Bu durumun en temel sebebi, elbette kullanılan teknoloji ile ilgili.
Fakat her zaman olduğu gibi, istisnalar da olabiliyor. Mesela tavandan seken bir sinyalin, cihaz sensörüne ulaşabildiği gibi!
Sinyalin sağlıklı algılanması, kumandaların kullandığı teknolojiyle doğrudan ilişkili.
Mesela en yaygın kullanılan sistem, kızılötesi (IR) sinyallerle çalışan kumandalardır. Bu sistemde kumanda, cihazın üzerindeki bir sensöre kızılötesi ışık gönderiyor. Bu ışık, gözle görülmese de ışık gibi doğrusal hareket ediyor, yani dümdüz gidiyor.
Dolayısıyla sinyalin hedefe ulaşabilmesi için genellikle kumandanın doğrudan cihazı görmesi gerekmekte. Arada bir engel olduğu sürece kumanda sinyali, sensöre ulaşamıyor ve cihazdan doğal olarak bir karşılık alamıyoruz.
Bazen de ortamın yapısı, bu kızılötesi sinyali yansıtabiliyor.
Gariptir ki beyaz düz tavan ve duvarlar, bu tür yansımaları sağlayabiliyor. Böyle bir durumda kumandayı tavana doğrulttuğumuzda sinyal, tavandan sekip yine cihazın sensörüne ulaşabiliyor. Yani bazen, tavana tutulan kumandanın sinyali algılaması da bu yüzden.
Bazı kumandalar da kızılötesi yerine radyo frekansı ile çalışıyor. Bu sistem, radyo dalgaları sayesinde sinyali iletiyor. Radyo dalgalarına geldiğimizde onlar, ışık gibi doğrusal hareket etmek zorunda değiller; duvarlardan, mobilyalardan geçebiliyor ve çok daha geniş bir alana yayılabiliyorlar. Bundan dolayı RF kumandalarda yön, pek de önemli değil.

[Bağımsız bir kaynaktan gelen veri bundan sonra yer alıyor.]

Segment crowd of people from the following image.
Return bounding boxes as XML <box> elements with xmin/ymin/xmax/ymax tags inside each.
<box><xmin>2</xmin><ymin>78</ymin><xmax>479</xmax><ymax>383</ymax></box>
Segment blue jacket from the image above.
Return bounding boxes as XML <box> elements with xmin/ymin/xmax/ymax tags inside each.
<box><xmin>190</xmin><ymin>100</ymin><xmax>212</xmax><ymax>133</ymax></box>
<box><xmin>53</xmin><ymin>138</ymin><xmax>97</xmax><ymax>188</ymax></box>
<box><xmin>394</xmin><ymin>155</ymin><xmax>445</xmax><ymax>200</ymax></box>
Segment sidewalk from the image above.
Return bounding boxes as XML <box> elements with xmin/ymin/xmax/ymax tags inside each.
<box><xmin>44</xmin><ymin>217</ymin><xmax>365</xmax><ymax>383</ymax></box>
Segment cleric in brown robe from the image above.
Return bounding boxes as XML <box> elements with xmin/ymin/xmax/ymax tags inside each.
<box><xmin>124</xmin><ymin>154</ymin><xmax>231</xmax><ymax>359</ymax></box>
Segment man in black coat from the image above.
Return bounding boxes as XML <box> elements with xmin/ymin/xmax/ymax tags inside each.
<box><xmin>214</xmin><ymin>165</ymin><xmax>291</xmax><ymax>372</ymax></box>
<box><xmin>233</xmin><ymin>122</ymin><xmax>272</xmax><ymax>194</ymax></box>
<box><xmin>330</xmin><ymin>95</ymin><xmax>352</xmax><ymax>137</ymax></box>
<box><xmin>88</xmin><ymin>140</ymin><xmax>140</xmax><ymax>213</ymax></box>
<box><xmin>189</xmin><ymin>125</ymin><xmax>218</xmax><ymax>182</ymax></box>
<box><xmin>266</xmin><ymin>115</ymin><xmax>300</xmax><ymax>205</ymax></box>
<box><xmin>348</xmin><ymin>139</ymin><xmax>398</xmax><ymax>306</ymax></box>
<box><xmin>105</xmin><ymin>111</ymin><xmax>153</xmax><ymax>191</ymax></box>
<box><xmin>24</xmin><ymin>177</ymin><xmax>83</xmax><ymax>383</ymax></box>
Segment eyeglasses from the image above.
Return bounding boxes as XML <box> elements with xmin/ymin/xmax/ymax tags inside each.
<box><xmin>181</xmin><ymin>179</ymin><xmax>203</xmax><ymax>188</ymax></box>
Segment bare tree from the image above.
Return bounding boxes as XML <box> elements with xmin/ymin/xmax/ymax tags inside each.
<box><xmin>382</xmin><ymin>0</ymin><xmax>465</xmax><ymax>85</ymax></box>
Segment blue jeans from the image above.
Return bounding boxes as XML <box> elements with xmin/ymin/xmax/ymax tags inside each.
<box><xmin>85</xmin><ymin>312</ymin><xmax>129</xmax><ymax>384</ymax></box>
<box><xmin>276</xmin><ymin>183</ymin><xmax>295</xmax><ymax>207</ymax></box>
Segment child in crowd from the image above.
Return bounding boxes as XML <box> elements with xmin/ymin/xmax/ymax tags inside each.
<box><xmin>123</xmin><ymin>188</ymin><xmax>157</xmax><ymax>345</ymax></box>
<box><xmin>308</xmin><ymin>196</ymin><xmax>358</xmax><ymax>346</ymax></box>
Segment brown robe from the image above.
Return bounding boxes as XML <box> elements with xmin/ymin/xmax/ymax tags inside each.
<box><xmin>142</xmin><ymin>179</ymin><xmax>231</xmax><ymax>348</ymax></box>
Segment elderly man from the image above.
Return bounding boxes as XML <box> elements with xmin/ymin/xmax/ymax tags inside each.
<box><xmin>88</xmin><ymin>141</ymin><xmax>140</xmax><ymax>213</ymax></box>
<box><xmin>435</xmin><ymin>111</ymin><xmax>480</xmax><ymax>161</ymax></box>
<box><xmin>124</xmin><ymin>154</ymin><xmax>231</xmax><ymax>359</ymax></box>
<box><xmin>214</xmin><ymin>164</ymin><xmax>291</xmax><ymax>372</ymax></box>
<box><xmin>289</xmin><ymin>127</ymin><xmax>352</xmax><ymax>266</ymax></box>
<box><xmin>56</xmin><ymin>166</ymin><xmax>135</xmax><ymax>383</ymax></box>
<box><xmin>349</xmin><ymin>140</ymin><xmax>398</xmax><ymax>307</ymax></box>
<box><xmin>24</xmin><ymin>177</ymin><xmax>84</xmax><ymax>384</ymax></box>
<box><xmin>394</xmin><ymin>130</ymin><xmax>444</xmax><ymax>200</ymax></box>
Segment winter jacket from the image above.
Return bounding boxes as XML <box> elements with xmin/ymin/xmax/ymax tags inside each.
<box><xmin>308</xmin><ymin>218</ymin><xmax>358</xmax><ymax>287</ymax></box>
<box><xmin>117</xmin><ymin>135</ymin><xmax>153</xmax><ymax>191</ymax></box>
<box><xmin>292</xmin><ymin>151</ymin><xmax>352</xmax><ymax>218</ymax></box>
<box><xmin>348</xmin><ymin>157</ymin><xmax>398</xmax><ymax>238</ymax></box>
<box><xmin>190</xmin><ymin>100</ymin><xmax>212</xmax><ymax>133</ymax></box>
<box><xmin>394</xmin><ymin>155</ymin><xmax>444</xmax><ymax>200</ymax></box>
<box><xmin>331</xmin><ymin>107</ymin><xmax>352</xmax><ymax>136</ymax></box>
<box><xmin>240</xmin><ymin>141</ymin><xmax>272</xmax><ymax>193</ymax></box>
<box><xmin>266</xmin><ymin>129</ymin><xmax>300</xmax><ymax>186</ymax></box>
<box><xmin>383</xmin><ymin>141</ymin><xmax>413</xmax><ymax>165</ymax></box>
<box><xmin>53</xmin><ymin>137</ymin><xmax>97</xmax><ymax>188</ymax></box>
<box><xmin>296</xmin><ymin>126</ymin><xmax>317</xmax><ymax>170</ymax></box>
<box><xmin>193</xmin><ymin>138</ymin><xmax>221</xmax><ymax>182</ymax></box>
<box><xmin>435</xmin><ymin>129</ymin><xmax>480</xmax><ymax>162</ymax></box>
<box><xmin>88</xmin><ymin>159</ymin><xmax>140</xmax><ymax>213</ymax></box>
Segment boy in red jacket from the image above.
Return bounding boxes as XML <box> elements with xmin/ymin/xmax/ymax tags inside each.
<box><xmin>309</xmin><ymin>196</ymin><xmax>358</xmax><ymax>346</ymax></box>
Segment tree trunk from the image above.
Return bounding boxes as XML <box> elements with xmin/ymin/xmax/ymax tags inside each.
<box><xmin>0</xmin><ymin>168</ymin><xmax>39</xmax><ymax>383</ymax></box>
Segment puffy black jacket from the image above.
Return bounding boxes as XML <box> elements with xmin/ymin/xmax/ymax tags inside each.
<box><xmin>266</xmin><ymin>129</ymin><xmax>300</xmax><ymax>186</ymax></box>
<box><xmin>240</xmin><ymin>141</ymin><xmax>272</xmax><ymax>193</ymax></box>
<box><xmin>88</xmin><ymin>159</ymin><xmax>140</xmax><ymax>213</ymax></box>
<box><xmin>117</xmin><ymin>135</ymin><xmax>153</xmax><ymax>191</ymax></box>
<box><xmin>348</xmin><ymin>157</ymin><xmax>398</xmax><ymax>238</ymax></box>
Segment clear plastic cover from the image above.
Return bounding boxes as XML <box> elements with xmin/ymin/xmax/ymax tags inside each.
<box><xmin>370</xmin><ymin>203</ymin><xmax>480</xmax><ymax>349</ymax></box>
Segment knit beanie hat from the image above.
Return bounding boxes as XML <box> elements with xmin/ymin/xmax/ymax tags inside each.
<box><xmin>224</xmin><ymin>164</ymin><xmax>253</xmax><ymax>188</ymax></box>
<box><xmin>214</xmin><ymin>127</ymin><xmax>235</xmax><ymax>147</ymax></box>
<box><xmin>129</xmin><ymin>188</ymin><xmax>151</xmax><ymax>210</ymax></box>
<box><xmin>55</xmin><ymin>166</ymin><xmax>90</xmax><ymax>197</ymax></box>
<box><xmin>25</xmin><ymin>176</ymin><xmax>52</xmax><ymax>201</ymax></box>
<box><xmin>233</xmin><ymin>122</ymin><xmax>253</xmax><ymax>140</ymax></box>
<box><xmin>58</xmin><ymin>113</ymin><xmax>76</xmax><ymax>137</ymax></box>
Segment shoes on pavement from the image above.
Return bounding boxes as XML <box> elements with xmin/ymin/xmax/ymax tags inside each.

Bluetooth ve Wi-Fi gibi kablosuz bağlantı kullanan kumandalar da var.
Bu kumandalar, özellikle akıllı televizyonlarda ve sesle çalışan sistemlerde karşımıza çıkıyor. Bluetooth da yön bağımsız çalıştığı için kumandanın nereye tutulduğunun bir önemi yok.
Kumandanın hangi yönü gösterdiğinde işe yarayıp yaramadığı, onun sinyali nasıl ilettiğiyle doğrudan bağlantılı. Eğer kumanda, kızılötesi kullanıyorsa tuttuğumuz yön önemliyken diğer teknolojilerde kumandanın açısı, pek de önemli değil.